猛毒のヘビが自分のベッドにはい上がってきたことに気づいた男の物語。

 

注:あらすじはすべてネットフリックスのサイトより引用。

 

感想

 

レイフ・ファインズが著者のロアルド・ダールを演じますが、「アステロイドシティ」のように入れ子構造になっています(またも入れ子構造。Oh, no〜〜〜!!)

 

ダールが「ヘンリー・シュガー」の物語を語りはじめたら、今度はベネディクト・カンバーバッチ扮するヘンリー・シュガー自身が語り手となりつつ、同時に主人公として物語が進行する。というかんじで進んでいきます。

 

四作のメインキャラクターはこの二人の他にルパート・フレンド、デヴ・パテル、ベン・キングズレー.など。

 

四作の中で入れ替わり立ち替わり別人を演じていくのですが、見た目はいつものまるでとびだす絵本のような左右対称で美しい色彩とセットデザイン、登場人物は前をむいて棒読みでしゃべるスタイル。

物語を聞いているような演出です。

それぞれ短い作品だけど、やはり睡魔が襲う(汗)

 

一作目、面白いストーリー。
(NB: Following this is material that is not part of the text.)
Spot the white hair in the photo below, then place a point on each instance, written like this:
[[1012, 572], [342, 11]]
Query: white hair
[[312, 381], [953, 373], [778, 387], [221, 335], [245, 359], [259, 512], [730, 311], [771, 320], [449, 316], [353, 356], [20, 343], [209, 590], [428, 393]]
デヴ・パテルやベン・キングズレー.はとてもいい。でも眠くなる。

 

二作目。いじめっ子っていったって、線路に体を縛り付けられたりしてスケールが違う。なんという残酷なお話!

 

三作目。ストップモーションアニメのねずみはよくできてる。でもねずみ捕りのレイフ・ファインズがとても気持ち悪い。

 

四作目。寝てたらお腹に毒蛇がのっていて、身動きできなくなったカンバーバッチさんとそれを救おうとするデヴ・パテルとベン・キングズレー。

カンバーバッチさんの顔芸!ヘビ

緊張感があって面白かったけど、四作すべて見終わった時、あまり満足感が残らないのは何故??

 

というわけで、原作あり、それもウェスさんと相性のいい、ダークファンタジー(ブラックユーモア?)のロアルド・ダールのお話だったけど、やっぱり私には「だから何?」感が残りました。

 

美術面では最高なんですけどね。

 

ウェスさん、いつまでこの調子でやっていくのでしょう。

これも全部ストップモーションアニメにしたらよかったのでは?笑い泣き

 

やっぱりウェス作品には要注意。

星みっつ。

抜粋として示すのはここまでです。